Creating a Sample DataFrame​

Let's start with a DataFrame that intentionally contains a duplicate column: the Marks column has the exact same values as the Age column.

import pandas as pd

students = [
("Michael", 34, "California", 34),
("Emily", 30, "Texas", 30),
("Jacob", 16, "Florida", 16),
("Emily", 30, "New York", 30),
("Olivia", 40, "Illinois", 40),
("Daniel", 30, "Washington", 30),
]

df = pd.DataFrame(students, columns=["Name", "Age", "Domicile", "Marks"])
print(df)

Output:

      Name  Age    Domicile  Marks
0 Michael 34 California 34
1 Emily 30 Texas 30
2 Jacob 16 Florida 16
3 Emily 30 New York 30
4 Olivia 40 Illinois 40
5 Daniel 30 Washington 3

Notice that Age and Marks contain identical values in every row - Marks is a duplicate of Age.

Finding Duplicate Columns​

Before dropping duplicates, you'll want to identify which columns are duplicated.

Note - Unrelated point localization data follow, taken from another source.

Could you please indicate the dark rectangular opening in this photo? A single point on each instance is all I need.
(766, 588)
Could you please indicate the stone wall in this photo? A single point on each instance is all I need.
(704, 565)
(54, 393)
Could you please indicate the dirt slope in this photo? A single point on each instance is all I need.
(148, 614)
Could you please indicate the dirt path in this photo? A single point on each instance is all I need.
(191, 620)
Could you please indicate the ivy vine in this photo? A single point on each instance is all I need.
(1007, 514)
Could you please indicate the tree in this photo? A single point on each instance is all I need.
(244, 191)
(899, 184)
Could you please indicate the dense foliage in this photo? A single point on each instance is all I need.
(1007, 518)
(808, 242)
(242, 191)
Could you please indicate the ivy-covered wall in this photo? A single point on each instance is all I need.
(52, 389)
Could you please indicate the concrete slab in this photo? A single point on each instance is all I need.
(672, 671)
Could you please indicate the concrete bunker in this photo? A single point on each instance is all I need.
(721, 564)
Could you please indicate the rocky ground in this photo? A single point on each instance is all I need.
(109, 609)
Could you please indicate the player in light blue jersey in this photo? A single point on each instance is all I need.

There are two types of duplication to detect:

  1. Duplicate column names - columns with the same header label.
  2. Duplicate column content - columns with different names but identical data.

Detecting Columns with Identical Content​

This custom function compares every column against every other column and identifies those with matching content:

import pandas as pd

students = [
("Michael", 34, "California", 34),
("Emily", 30, "Texas", 30),
("Jacob", 16, "Florida", 16),
("Emily", 30, "New York", 30),
("Olivia", 40, "Illinois", 40),
("Daniel", 30, "Washington", 30),
]

df = pd.DataFrame(students, columns=["Name", "Age", "Domicile", "Marks"])

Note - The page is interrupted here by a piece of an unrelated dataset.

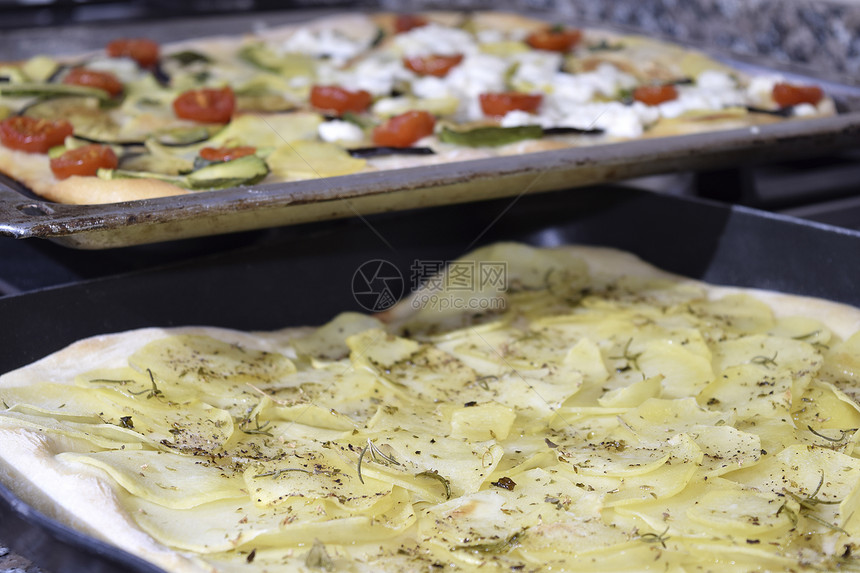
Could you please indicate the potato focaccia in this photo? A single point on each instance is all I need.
(590, 414)
(356, 93)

def get_duplicate_columns(df):
"""Return a list of column names that have duplicate content."""
duplicate_columns = set()

for i in range(df.shape[1]):
col_i = df.iloc[:, i]
for j in range(i + 1, df.shape[1]):
col_j = df.iloc[:, j]
if col_i.equals(col_j):
duplicate_columns.add(df.columns[j])

return list(duplicate_columns)

# Find duplicates
duplicates = get_duplicate_columns(df)
print(f"Duplicate columns: {duplicates}")

Output:

Duplicate columns: ['Marks']

The function correctly identifies that Marks is a content-duplicate of Age.

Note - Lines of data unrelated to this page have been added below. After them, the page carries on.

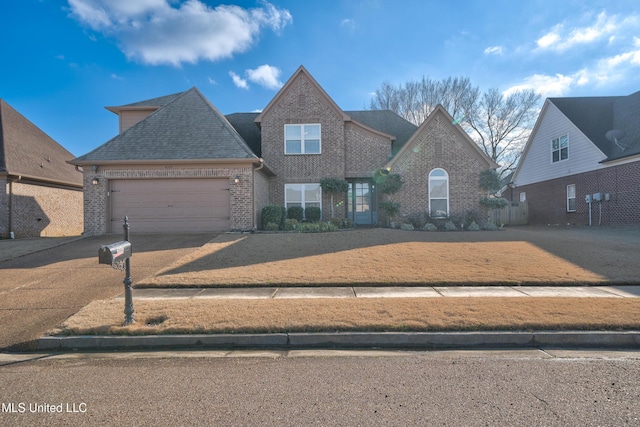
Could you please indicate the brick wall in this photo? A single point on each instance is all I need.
(348, 151)
(42, 211)
(439, 145)
(4, 208)
(548, 200)
(96, 202)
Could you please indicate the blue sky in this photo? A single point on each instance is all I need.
(62, 62)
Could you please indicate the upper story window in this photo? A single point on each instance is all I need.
(438, 193)
(560, 148)
(302, 139)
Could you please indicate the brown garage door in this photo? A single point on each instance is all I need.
(170, 205)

Detecting Duplicate Column Names​

If your DataFrame has columns with the same name (common after merges), use df.columns.duplicated():

import pandas as pd

students = [
("Michael", 34, "California", 34),
("Emily", 30, "Texas", 30),
("Jacob", 16, "Florida", 16),
("Emily", 30, "New York", 30),
("Olivia", 40, "Illinois", 40),
("Daniel", 30, "Washington", 30),
]

df = pd.DataFrame(students, columns=["Name", "Age", "Domicile", "Marks"])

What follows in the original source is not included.